“È fondamentale che a Cop26 vengano adottate misure per contrastare l’emergenza climatica, e che siano davvero efficaci. Non c’è niente di peggio che varare provvedimenti facendo finta che servano a qualcosa quando già si sa che non è così. Lo abbiamo visto nella prima fase della pandemia, quando si riducevano gli orari di apertura dei ristoranti, alle 23 o alle 22 o alle 18… mentre era chiaro che sarebbero servite azioni ben più rigorose”.

Giorgio Parisi, premio Nobel per la fisica, rivolge un appello ai potenti che si riuniranno a Glasgow per la conferenza Onu sul clima: resistere alle pressioni di chi non vuol cambiare fare tutto il necessario per ridurre le emissioni. Ma non solo.

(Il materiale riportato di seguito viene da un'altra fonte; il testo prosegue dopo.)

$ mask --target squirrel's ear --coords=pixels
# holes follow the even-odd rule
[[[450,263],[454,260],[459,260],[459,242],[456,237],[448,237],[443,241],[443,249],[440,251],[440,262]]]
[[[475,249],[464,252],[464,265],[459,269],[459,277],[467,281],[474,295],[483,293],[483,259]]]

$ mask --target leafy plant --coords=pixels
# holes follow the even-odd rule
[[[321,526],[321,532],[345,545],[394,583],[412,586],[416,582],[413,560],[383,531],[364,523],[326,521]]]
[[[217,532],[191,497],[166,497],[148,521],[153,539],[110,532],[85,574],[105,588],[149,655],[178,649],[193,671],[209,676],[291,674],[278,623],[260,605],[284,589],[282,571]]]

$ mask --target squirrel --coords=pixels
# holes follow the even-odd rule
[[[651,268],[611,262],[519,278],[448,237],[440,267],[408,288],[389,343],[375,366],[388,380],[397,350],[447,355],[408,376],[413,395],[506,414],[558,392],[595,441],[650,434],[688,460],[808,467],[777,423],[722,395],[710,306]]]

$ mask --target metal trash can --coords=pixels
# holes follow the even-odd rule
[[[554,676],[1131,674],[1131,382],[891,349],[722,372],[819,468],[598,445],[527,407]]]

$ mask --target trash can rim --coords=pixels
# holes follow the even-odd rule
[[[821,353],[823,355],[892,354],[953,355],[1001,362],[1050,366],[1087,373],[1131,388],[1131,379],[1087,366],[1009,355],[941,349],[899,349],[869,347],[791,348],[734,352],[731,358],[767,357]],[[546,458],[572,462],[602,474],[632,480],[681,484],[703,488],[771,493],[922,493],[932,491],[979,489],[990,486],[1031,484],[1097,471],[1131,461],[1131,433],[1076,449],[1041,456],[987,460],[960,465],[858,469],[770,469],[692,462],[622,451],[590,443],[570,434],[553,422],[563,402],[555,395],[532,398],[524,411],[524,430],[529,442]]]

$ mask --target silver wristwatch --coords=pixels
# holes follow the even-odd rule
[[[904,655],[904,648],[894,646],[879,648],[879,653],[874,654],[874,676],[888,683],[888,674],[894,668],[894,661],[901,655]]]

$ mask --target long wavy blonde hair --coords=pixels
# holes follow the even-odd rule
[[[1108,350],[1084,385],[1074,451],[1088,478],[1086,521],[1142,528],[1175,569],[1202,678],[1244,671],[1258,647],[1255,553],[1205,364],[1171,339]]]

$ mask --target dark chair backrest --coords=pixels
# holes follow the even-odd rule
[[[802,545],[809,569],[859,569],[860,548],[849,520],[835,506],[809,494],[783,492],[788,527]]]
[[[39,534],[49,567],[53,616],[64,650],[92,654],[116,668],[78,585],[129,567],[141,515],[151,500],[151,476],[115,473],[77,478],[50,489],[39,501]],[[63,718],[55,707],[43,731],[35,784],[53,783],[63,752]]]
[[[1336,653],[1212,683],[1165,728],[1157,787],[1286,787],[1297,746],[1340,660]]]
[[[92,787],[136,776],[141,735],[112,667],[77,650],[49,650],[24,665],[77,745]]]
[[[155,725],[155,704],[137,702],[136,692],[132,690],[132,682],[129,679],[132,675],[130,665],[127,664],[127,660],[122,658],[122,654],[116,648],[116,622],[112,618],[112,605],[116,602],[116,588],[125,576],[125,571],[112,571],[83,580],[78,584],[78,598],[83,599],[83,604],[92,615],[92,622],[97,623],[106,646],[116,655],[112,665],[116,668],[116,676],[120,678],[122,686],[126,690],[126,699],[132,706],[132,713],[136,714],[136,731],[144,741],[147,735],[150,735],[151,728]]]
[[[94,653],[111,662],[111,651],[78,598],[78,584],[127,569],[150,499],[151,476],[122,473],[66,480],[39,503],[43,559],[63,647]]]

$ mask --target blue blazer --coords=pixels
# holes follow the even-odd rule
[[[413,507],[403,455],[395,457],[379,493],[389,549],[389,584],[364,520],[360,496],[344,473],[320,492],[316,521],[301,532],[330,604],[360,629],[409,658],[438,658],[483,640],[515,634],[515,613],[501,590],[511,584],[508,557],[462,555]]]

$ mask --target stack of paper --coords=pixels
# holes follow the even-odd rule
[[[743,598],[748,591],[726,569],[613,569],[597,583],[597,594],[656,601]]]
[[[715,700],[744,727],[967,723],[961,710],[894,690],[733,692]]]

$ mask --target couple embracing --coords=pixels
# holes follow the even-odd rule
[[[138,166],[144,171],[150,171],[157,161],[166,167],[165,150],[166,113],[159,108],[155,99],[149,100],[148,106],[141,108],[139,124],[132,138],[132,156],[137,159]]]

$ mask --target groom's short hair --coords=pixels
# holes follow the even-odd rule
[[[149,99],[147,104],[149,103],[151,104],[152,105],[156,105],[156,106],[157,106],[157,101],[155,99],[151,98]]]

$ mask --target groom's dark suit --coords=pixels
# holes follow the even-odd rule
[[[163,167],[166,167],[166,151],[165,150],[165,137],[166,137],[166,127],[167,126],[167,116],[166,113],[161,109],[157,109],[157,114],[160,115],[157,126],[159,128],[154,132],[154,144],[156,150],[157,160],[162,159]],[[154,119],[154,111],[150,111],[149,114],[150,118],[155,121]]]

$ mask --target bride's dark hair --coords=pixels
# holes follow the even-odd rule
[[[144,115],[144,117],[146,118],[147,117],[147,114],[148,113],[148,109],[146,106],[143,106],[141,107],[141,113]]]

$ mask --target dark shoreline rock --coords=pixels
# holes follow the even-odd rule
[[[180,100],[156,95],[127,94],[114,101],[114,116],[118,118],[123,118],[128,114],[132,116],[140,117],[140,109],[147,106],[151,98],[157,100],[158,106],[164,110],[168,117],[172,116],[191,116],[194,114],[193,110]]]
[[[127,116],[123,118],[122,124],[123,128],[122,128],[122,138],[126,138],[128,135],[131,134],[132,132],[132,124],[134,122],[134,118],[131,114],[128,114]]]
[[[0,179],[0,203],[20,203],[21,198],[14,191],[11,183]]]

“Tutto questo comporterà costi economici e sociali”, continua lo scienziato italiano. “E i costi andranno divisi in modo equo e solidale, tra le diverse nazioni, facendo pagare di più quei Paesi che nei secoli hanno inquinato di più. Ma anche all’interno della società, non scaricando le spese per la transizione ecologica sulle fasce meno abbienti. È una questione di giustizia ma anche di raggiungimento dell’obiettivo: si rischia un rigetto della società, le cui avvisaglie si sono viste in Francia con i gilet gialli”.

Parisi parla da Trieste, dove è ospite di due importanti istituzioni scientifiche, l’International Centre for Theoretical Physics (Ictp) e la Scuola Internazionale Superiore di Studi Avanzati (Sissa), per parlare del ruolo della scienza.

“Nel mondo moderno è essenziale per qualunque cosa“, spiega ai giornalisti. “Tutta l’elettronica che usiamo quotidianamente, dalle lavatrici agli smartphone non esisterebbe senza la meccanica quantistica. I vaccini contro il Covid sono il frutto di uno sforzo trentennale. E la ricerca sarà fondamentale per combattere il climate change, trasformando l’attuale uso dell’energia che è di stampo ottocentesco”.

Ma cosa possono fare fin da subito gli scienziati per il clima?

“Possono parlare e spiegare al pubblico, cominciando dalle scuole”, risponde Parisi. “Perché i giovani saranno i più colpiti: i posso preoccuparmi per i miei nipoti, ma quello che accadrà tra 50 anni riguarda direttamente i ventenni di oggi”. A chi gli fa notare che gli scienziati sono apparsi divisi e poco rassicuranti durante l’emergenza Covid, il premio Nobel fa notare che “i ricercatori sono molto più litigiosi di quanto si pensi, ma in genere il grande pubblico non assiste a questi scontri, come invece è successo nel periodo della Pandemia. Nel 1974”, ricorda Parisi, “fu scoperta una nuova particella è subito furono pubblicate dieci teorie diverse, alcune delle quali firmate da prestigiosi Nobel. Ebbene solo una era giusta e pochi mesi dopo tutta la comunità scientifica finì per convergere su quella. Il problema è che sul Coronavirus gli scienziati sono stati chiamati a discutere in tv, in talk show costruiti apposta per aizzare gli scontri. Fossi io a organizzarli, prima di mandarli in onda chiuderei gli esperti in una stanza in modo che possano chiarirsi le idee”.

 

C’è poi il capitolo “fuga dei cervelli“. Ed è interessante il punto di vista di uno scienziato che ha vinto il Nobel costruendo tutta la sua carriera in Italia: “Il nostro è un Paese poco ospitale per i ricercatori e in generale per i giovani”, dice Parisi. “Perché lo diventi occorre stanziare più soldi. Come possiamo pensare di competere con la Corea del Sud che investe il triplo dell’Italia in ricerca e innovazione? Ora ci saranno i soldi del Pnrr, ma ricordiamoci che il piano durerà cinque anni: cosa accadrà dopo questa fase di transizione? Quali saranno i finanziamenti ordinari per la ricerca da lì in poi? Io chiedo che gli stanziamenti aumentino di un miliardo l’anno per cinque anni, in modo da pareggiare almeno quello che fa la Francia oggi”.

Infine l’insegnamento. “Non sento la necessità di una ennesima riforma dell’università. Mentre invece andrebbe cambiato il modo di insegnare la scienza ai bambini, perché si capisca fin da piccoli come funziona. Lo aveva già capito Maria Montessori che faceva fare piccoli esperimenti alle elementari. Mentre oggi persino gli studenti del liceo scientifico raramente entrano nei laboratori delle loro scuole”.